The question was there, unspoken but present: How did you know?

"Let's go home," Fiona said. "Come on. Everyone's waiting."

They walked in silence. February cold bit through clothes no one had remembered to wear properly. Fiona kept one arm around Ian's shoulders. Ben walked slightly behind, giving them space.

Three blocks from the station, Ian spoke.

"You told me to leave if anything felt dangerous."

"Yeah."

"Yesterday. You specifically warned me about convenience store robberies." Ian's voice was flat, emotionless. "How did you know?"

Ben's Danger Intuition pulsed softly. This was a threshold—he could lie again, maintain the coincidence story, or he could acknowledge the impossibility and watch Ian's trust break.
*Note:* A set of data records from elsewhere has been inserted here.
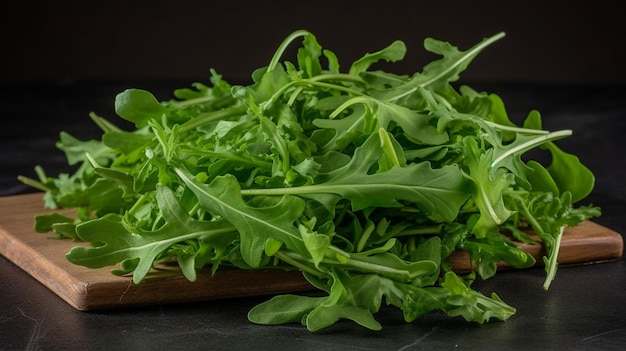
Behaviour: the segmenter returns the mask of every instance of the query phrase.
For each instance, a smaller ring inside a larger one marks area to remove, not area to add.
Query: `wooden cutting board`
[[[214,276],[201,272],[189,282],[177,269],[162,269],[139,284],[131,277],[111,274],[110,268],[89,269],[65,259],[72,247],[70,240],[53,239],[36,233],[34,216],[43,209],[42,194],[0,197],[0,254],[81,311],[141,305],[184,303],[255,295],[302,292],[312,286],[298,271],[223,270]],[[71,213],[71,211],[67,211]],[[520,245],[542,263],[540,245]],[[616,260],[622,256],[622,236],[606,227],[587,221],[568,228],[563,235],[561,266]],[[466,253],[451,257],[455,271],[471,267]],[[505,264],[499,269],[509,268]]]

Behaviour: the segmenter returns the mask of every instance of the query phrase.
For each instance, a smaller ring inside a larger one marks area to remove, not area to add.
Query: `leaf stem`
[[[500,130],[505,130],[508,132],[517,132],[517,133],[523,133],[523,134],[549,134],[550,133],[549,131],[543,130],[543,129],[530,129],[530,128],[505,126],[503,124],[498,124],[498,123],[491,122],[491,121],[484,121],[484,122],[490,127],[494,127]]]
[[[410,228],[406,230],[401,230],[400,232],[398,232],[398,234],[394,235],[394,237],[440,234],[441,229],[442,229],[441,224],[428,225],[428,226],[423,226],[419,228]]]
[[[201,125],[209,124],[220,119],[235,116],[237,114],[244,113],[246,111],[245,106],[236,106],[227,109],[222,109],[214,112],[207,112],[198,115],[196,118],[189,120],[181,125],[179,131],[181,133],[187,132],[191,129],[197,128]]]
[[[555,242],[554,242],[554,247],[552,247],[552,253],[550,255],[550,257],[548,258],[548,262],[547,262],[547,275],[546,275],[546,280],[543,282],[543,289],[544,290],[548,290],[550,288],[550,284],[552,284],[552,281],[554,280],[555,276],[556,276],[556,271],[557,271],[557,267],[558,267],[558,257],[559,257],[559,251],[561,248],[561,239],[563,238],[563,232],[565,231],[565,226],[561,226],[561,228],[559,228],[559,234],[556,236],[555,238]]]
[[[378,129],[378,137],[380,138],[380,146],[383,149],[383,152],[389,159],[389,162],[393,166],[400,166],[400,160],[398,159],[398,154],[396,150],[393,148],[393,144],[391,143],[391,138],[389,137],[389,133],[385,128]]]
[[[397,269],[390,266],[384,266],[377,263],[368,262],[365,258],[358,259],[356,256],[351,256],[345,262],[334,261],[329,259],[322,260],[323,263],[333,264],[333,265],[343,265],[345,267],[350,267],[356,269],[360,272],[366,273],[375,273],[385,277],[393,277],[394,279],[398,279],[401,281],[411,281],[412,278],[415,278],[411,272],[404,269]]]
[[[564,129],[564,130],[559,130],[557,132],[552,132],[552,133],[548,133],[548,134],[544,134],[542,136],[539,136],[535,139],[529,140],[525,143],[522,143],[520,145],[517,145],[513,148],[510,148],[509,150],[507,150],[506,152],[502,153],[502,155],[498,156],[495,160],[493,160],[493,162],[491,162],[491,167],[495,167],[500,161],[504,160],[505,158],[518,153],[518,152],[523,152],[526,150],[530,150],[533,147],[543,144],[547,141],[552,141],[552,140],[556,140],[556,139],[560,139],[560,138],[564,138],[566,136],[572,135],[572,131],[569,129]]]
[[[369,103],[371,102],[372,98],[368,97],[368,96],[357,96],[357,97],[353,97],[352,99],[344,102],[343,104],[341,104],[339,107],[337,107],[329,116],[328,119],[334,119],[335,117],[337,117],[341,112],[343,112],[343,110],[347,109],[348,107],[350,107],[351,105],[354,104],[364,104],[366,106],[369,106]]]
[[[107,121],[106,119],[98,116],[94,112],[89,113],[89,118],[102,130],[103,132],[121,132],[122,130],[114,125],[113,123]]]
[[[545,258],[545,267],[546,267],[546,279],[543,283],[543,289],[548,290],[550,288],[550,284],[554,280],[556,276],[556,271],[558,267],[558,256],[561,247],[561,240],[563,238],[563,233],[565,232],[565,226],[561,226],[559,228],[559,233],[556,237],[553,237],[554,243],[549,244],[547,239],[549,239],[548,235],[543,227],[539,224],[535,216],[530,213],[528,206],[523,201],[518,201],[520,205],[520,211],[524,216],[524,219],[530,224],[530,227],[533,229],[535,234],[542,240],[543,245],[546,249],[546,258]]]
[[[498,214],[496,213],[496,210],[493,208],[493,205],[491,204],[491,201],[489,200],[489,196],[487,196],[487,192],[485,192],[484,186],[482,184],[479,184],[478,189],[480,192],[480,196],[483,198],[484,203],[487,206],[487,211],[489,212],[489,216],[493,219],[493,221],[497,225],[502,224],[503,220],[502,218],[500,218],[500,216],[498,216]]]
[[[203,103],[206,103],[206,102],[223,100],[224,98],[230,98],[230,97],[232,97],[232,96],[230,96],[230,95],[201,96],[201,97],[197,97],[197,98],[193,98],[193,99],[187,99],[187,100],[182,100],[182,101],[169,101],[168,102],[168,106],[176,108],[176,109],[181,109],[181,108],[184,108],[184,107],[187,107],[187,106],[191,106],[191,105],[198,105],[198,104],[203,104]]]
[[[325,278],[326,275],[320,271],[318,271],[317,269],[310,267],[304,263],[302,263],[301,261],[297,260],[295,257],[292,256],[299,256],[300,255],[295,255],[293,253],[287,253],[287,252],[283,252],[283,251],[276,251],[274,253],[274,256],[279,258],[280,260],[300,269],[303,272],[309,273],[311,275],[314,275],[318,278]]]
[[[363,235],[361,235],[361,239],[359,239],[359,242],[356,245],[357,252],[363,251],[363,248],[365,247],[367,240],[370,238],[370,236],[374,232],[374,229],[376,229],[376,226],[374,225],[374,223],[370,222],[369,225],[363,231]]]
[[[259,159],[253,159],[253,158],[245,158],[242,157],[236,153],[226,153],[226,152],[215,152],[215,151],[210,151],[210,150],[193,150],[193,149],[187,149],[187,148],[181,148],[180,151],[183,154],[188,154],[188,155],[198,155],[198,156],[205,156],[205,157],[213,157],[213,158],[219,158],[219,159],[227,159],[227,160],[232,160],[232,161],[237,161],[239,163],[243,163],[243,164],[250,164],[256,167],[263,167],[266,169],[271,169],[272,168],[272,163],[271,162],[266,162],[263,160],[259,160]]]
[[[285,52],[285,50],[287,50],[287,47],[289,46],[289,44],[291,44],[292,41],[296,40],[298,37],[304,37],[310,34],[311,33],[306,30],[297,30],[291,33],[287,38],[285,38],[283,42],[278,46],[278,49],[276,49],[276,52],[274,53],[274,56],[272,57],[269,65],[267,65],[267,72],[270,72],[274,68],[276,68],[278,62],[280,61],[280,58],[283,56],[283,53]]]
[[[133,206],[128,210],[128,214],[134,216],[135,212],[137,212],[139,207],[141,207],[141,205],[143,205],[146,202],[146,200],[147,200],[146,194],[141,194],[139,199],[137,199],[137,201],[135,201]]]
[[[333,83],[327,83],[327,82],[323,82],[321,81],[322,79],[324,79],[324,77],[334,77],[337,78],[340,75],[336,75],[336,74],[329,74],[329,75],[320,75],[320,76],[315,76],[313,78],[309,78],[309,79],[302,79],[302,80],[293,80],[285,85],[283,85],[282,87],[280,87],[276,92],[274,92],[274,94],[267,99],[266,101],[264,101],[262,103],[262,108],[263,109],[267,109],[267,106],[271,106],[277,99],[278,97],[280,97],[281,95],[283,95],[287,90],[289,90],[290,88],[296,87],[298,85],[310,85],[310,86],[316,86],[319,88],[326,88],[329,90],[337,90],[337,91],[342,91],[344,93],[347,93],[349,95],[357,95],[357,96],[361,96],[363,95],[363,93],[356,91],[354,89],[348,88],[348,87],[344,87],[343,85],[339,85],[339,84],[333,84]],[[347,75],[343,75],[344,77],[347,77]],[[322,77],[319,79],[314,79],[317,77]],[[352,80],[354,81],[354,80]],[[295,98],[297,97],[298,94],[300,94],[302,92],[302,88],[296,89],[296,91],[294,91],[294,93],[291,95],[291,97],[289,98],[289,104],[291,104]]]
[[[345,74],[345,73],[326,73],[326,74],[320,74],[320,75],[307,79],[307,81],[310,81],[310,82],[317,82],[320,80],[364,83],[363,79],[360,76],[355,76],[353,74]]]
[[[39,189],[41,191],[49,191],[50,190],[45,185],[43,185],[43,183],[38,182],[38,181],[36,181],[36,180],[34,180],[32,178],[28,178],[28,177],[19,175],[19,176],[17,176],[17,180],[19,180],[20,182],[22,182],[22,183],[24,183],[24,184],[26,184],[26,185],[28,185],[30,187],[33,187],[35,189]]]

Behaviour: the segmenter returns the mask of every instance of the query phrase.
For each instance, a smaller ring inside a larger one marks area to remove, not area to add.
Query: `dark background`
[[[583,5],[581,5],[583,4]],[[114,123],[115,95],[144,88],[160,99],[216,69],[250,80],[292,31],[308,29],[343,70],[365,52],[406,42],[411,74],[433,58],[426,37],[467,49],[500,31],[462,82],[499,94],[519,121],[541,111],[548,130],[596,175],[586,202],[601,225],[626,233],[626,71],[618,1],[3,1],[0,5],[0,196],[34,191],[17,175],[67,171],[61,131],[86,140]],[[295,45],[294,45],[295,46]],[[293,53],[291,53],[293,54]],[[293,56],[287,56],[293,60]],[[475,84],[476,83],[476,84]],[[10,212],[0,213],[12,216]],[[0,256],[0,349],[4,350],[625,350],[626,259],[562,267],[548,292],[543,269],[498,274],[477,287],[518,309],[506,323],[468,324],[431,314],[405,323],[383,306],[384,330],[340,323],[323,333],[262,327],[247,311],[264,297],[84,313]]]
[[[178,79],[214,68],[248,81],[296,29],[312,31],[343,68],[395,39],[408,54],[388,70],[414,73],[432,57],[423,39],[467,49],[507,36],[465,80],[622,83],[619,1],[3,1],[3,81]]]

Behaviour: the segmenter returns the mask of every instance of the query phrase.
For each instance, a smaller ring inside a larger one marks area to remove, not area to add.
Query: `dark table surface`
[[[34,177],[41,164],[50,175],[67,171],[54,147],[60,131],[98,138],[91,111],[114,119],[115,94],[144,88],[169,99],[189,82],[4,82],[0,111],[0,196],[32,192],[16,180]],[[596,174],[585,200],[601,206],[594,219],[626,233],[626,86],[561,86],[473,83],[499,94],[514,120],[531,109],[546,129],[572,129],[559,145]],[[0,213],[8,216],[10,213]],[[301,325],[258,326],[250,308],[266,297],[80,312],[0,256],[0,350],[624,350],[626,260],[561,267],[548,291],[541,268],[503,271],[475,288],[496,292],[517,308],[506,322],[476,325],[432,313],[405,323],[396,308],[376,314],[383,330],[338,323],[321,332]]]

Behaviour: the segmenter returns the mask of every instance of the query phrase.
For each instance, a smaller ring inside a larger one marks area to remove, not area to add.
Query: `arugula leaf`
[[[149,91],[127,89],[115,97],[115,112],[138,128],[145,126],[152,118],[159,119],[165,111]]]
[[[401,207],[398,201],[404,200],[423,207],[436,221],[451,221],[457,216],[468,197],[468,183],[458,167],[432,169],[428,163],[419,163],[370,174],[372,165],[382,156],[378,135],[374,134],[356,149],[348,164],[333,172],[320,174],[317,184],[250,189],[243,193],[302,195],[326,202],[328,208],[340,199],[348,199],[355,211],[367,207]],[[319,198],[317,194],[333,194],[335,197],[331,200],[328,197]],[[328,201],[333,203],[328,204]]]
[[[56,146],[65,153],[67,163],[71,166],[80,164],[86,160],[86,154],[98,162],[109,162],[114,154],[101,141],[80,141],[66,132],[61,132]]]
[[[448,272],[441,286],[450,293],[444,308],[450,316],[462,316],[467,321],[484,323],[491,318],[507,320],[515,308],[504,303],[495,293],[491,298],[471,290],[458,276]]]
[[[291,250],[305,251],[294,224],[304,211],[304,202],[299,198],[284,196],[274,206],[252,207],[243,201],[239,185],[232,176],[219,177],[205,185],[182,170],[176,172],[206,209],[225,218],[238,230],[241,254],[250,266],[261,265],[266,237],[284,242]]]
[[[502,193],[513,185],[514,180],[510,173],[491,173],[493,150],[481,152],[478,142],[472,137],[466,137],[464,144],[464,162],[468,167],[469,177],[476,185],[473,198],[480,210],[480,218],[472,231],[480,238],[511,216],[511,211],[504,204]]]
[[[406,45],[404,42],[396,40],[386,48],[374,53],[365,54],[360,59],[354,61],[352,66],[350,66],[348,74],[358,75],[362,72],[366,72],[372,64],[380,60],[385,60],[387,62],[401,61],[405,54]]]
[[[65,237],[80,241],[76,236],[74,219],[56,212],[35,216],[35,231],[37,233],[53,232],[58,234],[59,238]]]
[[[126,264],[132,267],[133,281],[139,283],[159,256],[173,244],[189,239],[214,240],[224,235],[229,236],[230,241],[234,240],[236,232],[232,225],[225,221],[194,220],[180,207],[169,188],[158,187],[157,201],[165,220],[160,228],[146,232],[129,227],[122,216],[107,214],[76,227],[78,237],[95,246],[74,247],[67,253],[67,259],[89,268]],[[195,270],[186,273],[188,279],[195,280]]]
[[[248,311],[248,319],[253,323],[264,325],[298,323],[302,316],[309,314],[324,299],[291,294],[277,295],[254,306]]]
[[[469,66],[470,62],[482,50],[503,37],[504,33],[501,32],[485,38],[467,51],[458,50],[448,42],[426,38],[424,40],[424,48],[434,54],[443,56],[443,58],[424,66],[422,74],[416,76],[419,78],[415,79],[420,82],[420,86],[430,87],[433,90],[436,90],[439,84],[455,82],[460,78],[460,73]]]
[[[352,98],[339,106],[330,117],[333,118],[355,103],[363,103],[368,107],[367,113],[373,116],[371,120],[378,121],[379,128],[388,129],[391,123],[395,123],[415,143],[439,145],[448,140],[446,133],[438,133],[435,127],[430,124],[432,116],[420,114],[404,106],[385,103],[370,97]],[[367,123],[367,120],[365,123]]]
[[[586,198],[595,183],[595,176],[583,165],[578,157],[566,153],[554,143],[546,145],[552,154],[552,163],[546,169],[554,179],[560,192],[569,191],[572,194],[572,202],[578,202]]]

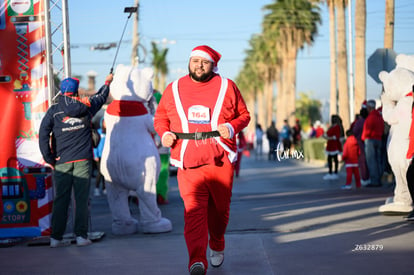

"I didn't know," Ben said. "I worried. Sometimes my worry is right."

"That's not an answer."

"It's the only one I have."

Ian stopped walking. Turned to face Ben directly. "You arrived exactly when Mickey pulled the gun. Perfect timing. Like you knew the exact second it would happen."

"I heard shouting. Ran toward it. Got lucky with timing."

"Lucky." Ian's laugh was bitter. "That's what everyone keeps saying. Lucky Ben. But luck doesn't work like that. Luck doesn't put you in the right place at the right second every single time."

"Ian—" Fiona started.

"No, it's fine." Ian looked at Ben with an expression that mixed gratitude and suspicion in equal measure. "I don't know how you knew. Don't know if you're psychic or just insanely perceptive or something else entirely. But thank you. For being there. For stopping it before—" His voice cracked. "Before I got shot."

The acknowledgment hit Ben like a punch. Ian understood how close he'd come to dying. Understood that Ben's intervention was the difference between this conversation and a hospital room or worse.

"You're welcome," Ben said quietly.

They resumed walking. Fiona held Ian tighter. Ben followed, feeling the weight of unspoken questions and impossible answers.

He'll never believe the coincidence story. He's too smart, saw too much. But he's accepting it anyway because what's the alternative? Accusing me of precognition? Demanding explanations I can't give?

The Gallagher house appeared ahead—lights on in every window, shapes moving behind curtains. The family was waiting, probably frantic with worry and relief in equal measure.

"One more thing," Ian said at the door. "You said if treatment and support work, bipolar gets better. That was true, right? You weren't just telling me what I wanted to hear about Mom?"

The question was about Monica, but it was really about trust. Could Ian trust anything Ben said if his timing was impossible?

"It was true," Ben said. "With proper treatment and support, people with bipolar disorder can manage it. Live full lives. I wasn't lying about that."

Ian nodded. Seemed to accept this. "Okay. Good."

They went inside to chaos—Debbie crying in relief, Carl demanding details with morbid enthusiasm, Lip assessing Ben with complicated expression, Frank already spinning the story for maximum drama.

Ben stayed for twenty minutes, accepted thanks and questions and Debbie's fierce hug. But the attention felt suffocating, the gratitude like weights. He excused himself as soon as possible, citing exhaustion.

Walking back to his garage, Ben felt the neighborhood watching him differently. Word had spread already—the shooting, the intervention, Lucky Ben who'd saved Ian Gallagher through impossible timing.

His reputation had shifted from helpful handyman to something else entirely. Something more dangerous and less believable.

The nickname would stick now. Lucky Ben. The guy who showed up at exactly the right moments. Who knew things he shouldn't know. Who performed minor miracles disguised as coincidence.

And everyone would be watching to see what impossible thing he did next.